Court of Appeals of Ohio, Fourth District, Washington County
Sep 24, 2004
2004 Ohio 5163 (Ohio Ct. App. 2004)

Opinion

Case No. 04CA11.

File-Stamped Date: September 24, 2004.

David H. Bodiker, Ohio Public Defender, and Molly J. Bruns, Assistant Ohio Public Defender, Columbus, Ohio, for appellant.

Michael G. Spahr, Washington County Prosecutor, and Kevin A. Rings, Assistant Washington County Prosecutor, Marietta, Ohio, for appellee.

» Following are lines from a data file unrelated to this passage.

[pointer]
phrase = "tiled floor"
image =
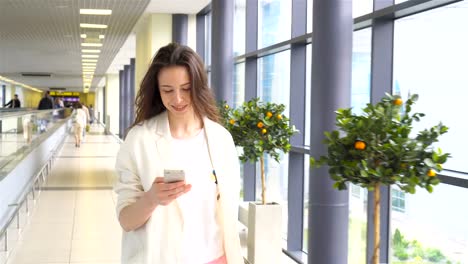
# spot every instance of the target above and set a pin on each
(73, 221)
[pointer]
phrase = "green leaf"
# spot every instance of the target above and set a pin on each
(429, 188)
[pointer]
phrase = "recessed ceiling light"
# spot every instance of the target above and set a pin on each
(91, 44)
(85, 25)
(90, 51)
(95, 12)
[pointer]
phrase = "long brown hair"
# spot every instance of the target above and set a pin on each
(148, 101)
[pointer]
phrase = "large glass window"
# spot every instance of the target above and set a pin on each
(360, 96)
(239, 84)
(398, 200)
(308, 94)
(431, 59)
(432, 228)
(239, 27)
(273, 86)
(360, 8)
(361, 69)
(208, 39)
(274, 22)
(305, 241)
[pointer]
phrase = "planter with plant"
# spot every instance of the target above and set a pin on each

DECISION AND JUDGMENT ENTRY


{¶ 1} John P. Estes appeals the judgment of the Washington County Court of Common Pleas, Juvenile Division, committing him to the legal custody of the Ohio Department of Youth Services ("DYS") for consecutive six-month terms. Estes contends that the trial court failed to obtain a valid waiver of counsel. Because we find that, based upon the totality of the circumstances, Estes knowingly, intelligently, and voluntarily waived his right to counsel, we disagree. Estes further argues that the trial court deprived him of his constitutional rights to due process and equal protection of the law by increasing the length of his commitment to DYS after finding that he violated his probation. Because we find that juveniles adjudicated delinquent and adults convicted of a crime are not similarly situated, and we find that there is a rational basis for denying juveniles the right granted to adult offenders by R.C. 2929.15 and R.C. 2929.19, we disagree. Accordingly, we affirm the judgment of the trial court.

I.

{¶ 2} In October 2002, the trial court adjudicated Estes delinquent for two counts of theft of drugs, one count of trafficking in drugs, and one count of possession of drugs. The trial court committed Estes to DYS for six months on each of the first three counts, and ordered that the commitments would run concurrently. The trial court admonished Estes on count four. The trial court then suspended Estes' commitment to DYS and placed him on probation.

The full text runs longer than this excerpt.